No debemos mirar los actos aislados, sino la tendencia. La complicidad con esta agenda se expande con una lógica implacable a través de todas las instancias de gobernanza. Su última expresión la he visto el pasado jueves en el campus de la Universidad del País Vasco. Según diversos comentarios, el rectorado de la UPV se gasta varios millones de euros al año en agentes de seguridad privada. Yo mismo pude ver dotaciones de esos guardias en las cercanías de los actos en los que diversos académicos reconocidos pronunciaban sus conferencias. Y eso en una sociedad como la vasca, varios puntos por encima de la española en todos los parámetros. Esos grados no importan ante lo cualitativo de un proceso común.

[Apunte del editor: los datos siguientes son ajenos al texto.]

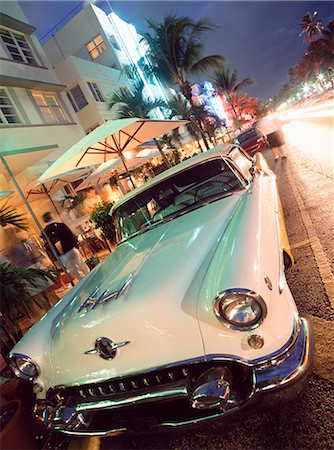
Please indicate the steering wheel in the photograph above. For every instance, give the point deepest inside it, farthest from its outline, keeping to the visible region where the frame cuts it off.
(200, 193)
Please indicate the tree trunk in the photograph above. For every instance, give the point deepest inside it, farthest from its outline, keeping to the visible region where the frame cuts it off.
(164, 157)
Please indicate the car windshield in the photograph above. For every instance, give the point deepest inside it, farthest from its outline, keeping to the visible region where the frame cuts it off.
(252, 133)
(178, 194)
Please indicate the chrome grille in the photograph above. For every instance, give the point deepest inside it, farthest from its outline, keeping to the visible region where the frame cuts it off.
(140, 382)
(118, 386)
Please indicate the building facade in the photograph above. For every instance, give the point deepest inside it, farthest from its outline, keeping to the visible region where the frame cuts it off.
(36, 119)
(94, 55)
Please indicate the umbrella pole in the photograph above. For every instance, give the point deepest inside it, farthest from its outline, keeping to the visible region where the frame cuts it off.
(10, 173)
(120, 153)
(53, 204)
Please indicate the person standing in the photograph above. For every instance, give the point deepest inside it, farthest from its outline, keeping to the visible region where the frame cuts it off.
(66, 244)
(272, 128)
(90, 201)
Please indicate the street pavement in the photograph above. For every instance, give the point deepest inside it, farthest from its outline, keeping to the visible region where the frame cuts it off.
(306, 186)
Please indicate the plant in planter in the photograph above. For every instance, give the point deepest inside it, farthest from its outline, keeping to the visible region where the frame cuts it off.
(102, 220)
(15, 296)
(9, 216)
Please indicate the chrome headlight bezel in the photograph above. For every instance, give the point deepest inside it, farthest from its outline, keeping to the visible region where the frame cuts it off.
(226, 298)
(20, 369)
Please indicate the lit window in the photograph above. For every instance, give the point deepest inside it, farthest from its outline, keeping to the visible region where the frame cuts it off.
(96, 47)
(17, 47)
(7, 111)
(49, 106)
(95, 91)
(114, 42)
(77, 98)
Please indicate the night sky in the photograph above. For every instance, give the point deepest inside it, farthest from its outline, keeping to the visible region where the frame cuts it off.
(260, 39)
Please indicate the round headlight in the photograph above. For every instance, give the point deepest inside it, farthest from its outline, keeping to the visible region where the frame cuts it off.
(23, 366)
(240, 309)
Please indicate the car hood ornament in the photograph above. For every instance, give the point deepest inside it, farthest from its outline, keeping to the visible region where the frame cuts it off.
(106, 348)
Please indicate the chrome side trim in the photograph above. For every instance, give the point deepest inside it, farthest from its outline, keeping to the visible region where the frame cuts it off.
(295, 364)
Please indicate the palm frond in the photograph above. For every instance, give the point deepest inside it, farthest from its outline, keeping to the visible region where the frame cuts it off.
(10, 216)
(207, 63)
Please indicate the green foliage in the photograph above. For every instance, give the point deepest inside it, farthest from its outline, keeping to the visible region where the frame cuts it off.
(176, 50)
(311, 27)
(102, 220)
(14, 291)
(226, 82)
(74, 199)
(132, 103)
(9, 216)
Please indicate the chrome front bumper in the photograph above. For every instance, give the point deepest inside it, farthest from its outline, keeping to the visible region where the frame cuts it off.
(273, 380)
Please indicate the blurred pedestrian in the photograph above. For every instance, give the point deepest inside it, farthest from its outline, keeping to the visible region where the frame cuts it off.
(272, 128)
(66, 244)
(91, 199)
(106, 193)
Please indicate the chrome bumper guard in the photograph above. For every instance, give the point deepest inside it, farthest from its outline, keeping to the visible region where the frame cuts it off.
(273, 380)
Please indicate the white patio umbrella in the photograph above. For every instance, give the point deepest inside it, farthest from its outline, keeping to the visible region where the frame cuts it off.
(108, 141)
(104, 171)
(36, 190)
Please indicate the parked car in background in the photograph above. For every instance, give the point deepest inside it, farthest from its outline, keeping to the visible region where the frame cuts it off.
(190, 318)
(252, 140)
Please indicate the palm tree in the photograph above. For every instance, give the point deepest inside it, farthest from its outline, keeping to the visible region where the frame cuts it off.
(9, 216)
(327, 39)
(133, 104)
(311, 27)
(15, 295)
(226, 82)
(182, 109)
(176, 49)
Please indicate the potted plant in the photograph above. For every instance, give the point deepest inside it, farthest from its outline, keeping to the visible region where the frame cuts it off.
(102, 220)
(15, 297)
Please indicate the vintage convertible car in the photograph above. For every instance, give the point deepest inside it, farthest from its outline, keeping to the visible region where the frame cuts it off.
(189, 319)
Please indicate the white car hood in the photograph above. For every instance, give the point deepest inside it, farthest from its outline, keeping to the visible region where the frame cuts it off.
(156, 313)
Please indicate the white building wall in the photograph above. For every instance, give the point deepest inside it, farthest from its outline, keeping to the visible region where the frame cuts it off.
(74, 71)
(19, 79)
(71, 40)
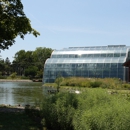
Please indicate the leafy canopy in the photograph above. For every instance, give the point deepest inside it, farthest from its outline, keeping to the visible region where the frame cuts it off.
(13, 23)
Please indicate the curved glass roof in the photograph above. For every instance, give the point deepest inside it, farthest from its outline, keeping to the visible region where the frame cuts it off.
(100, 54)
(86, 60)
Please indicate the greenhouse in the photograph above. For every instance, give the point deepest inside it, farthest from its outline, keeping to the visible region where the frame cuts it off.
(93, 62)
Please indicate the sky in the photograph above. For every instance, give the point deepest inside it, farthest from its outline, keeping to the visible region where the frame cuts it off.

Vamos hacia sociedades en las que cada vez se hace más difícil que amplios estratos de la población presten afecto a formas de gobernanza que se erigen con el fin de empeorar la vida de la ciudadanía, de dirigir las inversiones hacia finalidades que no tienen en cuenta las necesidades de la población. La confianza en que ese malestar siempre se canalizará por actitudes individualistas, en infiernos solitarios, no debería ser firme. Bastará que brote una idea clara y convencida de que avanzamos hacia un mundo insoportable para que las soledades se unan. Una idea, no caudillos. Eso necesitamos. Una nueva forma de relacionar la economía con la vida cotidiana.